Training embeds the entire training dataset and builds a nearest-neighbor index over those embeddings. No label_column is needed. No validation metrics are computed for search models.
Python
import os, time, requests

api_key = os.getenv("WOODWIDE_API_KEY")
base_url = "https://api.woodwide.ai"
headers = {"Authorization": f"Bearer {api_key}"}

# Upload the dataset to search against
with open("catalog.csv", "rb") as f:
    resp = requests.post(
        f"{base_url}/datasets",
        headers=headers,
        files={"file": ("catalog.csv", f, "text/csv")},
        data={"dataset_name": "product_catalog"},
    )
dataset_id = resp.json()["dataset"]["id"]

# Train a search model
resp = requests.post(
    f"{base_url}/models/train",
    headers=headers,
    json={
        "model_name": "catalog_search",
        "model_type": "search",
        "dataset_id": dataset_id,
    },
)
model_id = resp.json()["model"]["id"]

# Wait for training
while True:
    model = requests.get(
        f"{base_url}/models/{model_id}", headers=headers
    ).json()
    if model["status"] == "ready":
        break
    time.sleep(5)

Inference

Provide a CSV of query rows.
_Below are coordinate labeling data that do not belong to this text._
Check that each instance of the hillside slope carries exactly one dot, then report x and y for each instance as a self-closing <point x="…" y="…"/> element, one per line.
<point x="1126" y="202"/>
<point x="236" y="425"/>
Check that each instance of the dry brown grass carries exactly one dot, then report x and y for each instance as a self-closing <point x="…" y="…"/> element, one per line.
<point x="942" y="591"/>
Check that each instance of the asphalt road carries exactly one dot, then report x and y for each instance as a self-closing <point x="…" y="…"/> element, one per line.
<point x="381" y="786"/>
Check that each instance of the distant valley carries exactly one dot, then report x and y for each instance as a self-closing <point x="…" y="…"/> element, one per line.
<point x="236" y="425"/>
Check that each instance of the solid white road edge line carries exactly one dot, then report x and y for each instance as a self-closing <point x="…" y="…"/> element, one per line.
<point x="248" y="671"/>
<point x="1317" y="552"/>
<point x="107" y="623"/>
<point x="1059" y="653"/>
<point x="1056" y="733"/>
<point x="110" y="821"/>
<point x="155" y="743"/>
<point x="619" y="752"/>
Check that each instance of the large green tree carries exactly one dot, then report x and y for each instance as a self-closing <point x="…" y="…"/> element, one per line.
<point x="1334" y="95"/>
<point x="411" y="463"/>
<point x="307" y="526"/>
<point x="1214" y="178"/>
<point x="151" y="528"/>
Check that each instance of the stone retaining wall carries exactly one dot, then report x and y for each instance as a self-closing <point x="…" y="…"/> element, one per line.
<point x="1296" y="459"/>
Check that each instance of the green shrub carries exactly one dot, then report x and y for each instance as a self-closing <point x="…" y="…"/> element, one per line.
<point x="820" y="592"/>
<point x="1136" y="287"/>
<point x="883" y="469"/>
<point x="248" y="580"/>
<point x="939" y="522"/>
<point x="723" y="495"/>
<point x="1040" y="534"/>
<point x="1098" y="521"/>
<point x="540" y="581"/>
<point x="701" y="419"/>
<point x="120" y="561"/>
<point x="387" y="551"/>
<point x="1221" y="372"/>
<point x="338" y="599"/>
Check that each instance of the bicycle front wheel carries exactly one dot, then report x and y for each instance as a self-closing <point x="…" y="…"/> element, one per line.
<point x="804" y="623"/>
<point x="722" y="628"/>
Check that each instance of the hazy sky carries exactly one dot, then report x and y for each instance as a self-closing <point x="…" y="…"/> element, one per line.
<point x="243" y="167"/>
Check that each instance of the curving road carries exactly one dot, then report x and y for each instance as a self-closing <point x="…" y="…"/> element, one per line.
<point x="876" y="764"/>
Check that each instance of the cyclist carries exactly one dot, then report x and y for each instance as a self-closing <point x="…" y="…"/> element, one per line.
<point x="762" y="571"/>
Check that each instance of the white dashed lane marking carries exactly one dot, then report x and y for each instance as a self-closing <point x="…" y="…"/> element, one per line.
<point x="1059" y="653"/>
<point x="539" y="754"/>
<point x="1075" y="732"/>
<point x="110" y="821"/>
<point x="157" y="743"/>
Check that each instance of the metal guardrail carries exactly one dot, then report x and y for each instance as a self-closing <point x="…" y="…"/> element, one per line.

For each query row, the model returns the row ID of the closest match in the training dataset.
Python
# Find the closest catalog item for each query
with open("queries.csv", "rb") as f:
    resp = requests.post(
        f"{base_url}/models/{model_id}/infer",
        headers=headers,
        files={"file": ("queries.csv", f, "text/csv")},
        data={"output_type": "json"},
    )

results = resp.json()["data"]
print(results)
See Output Formats for the full output schema.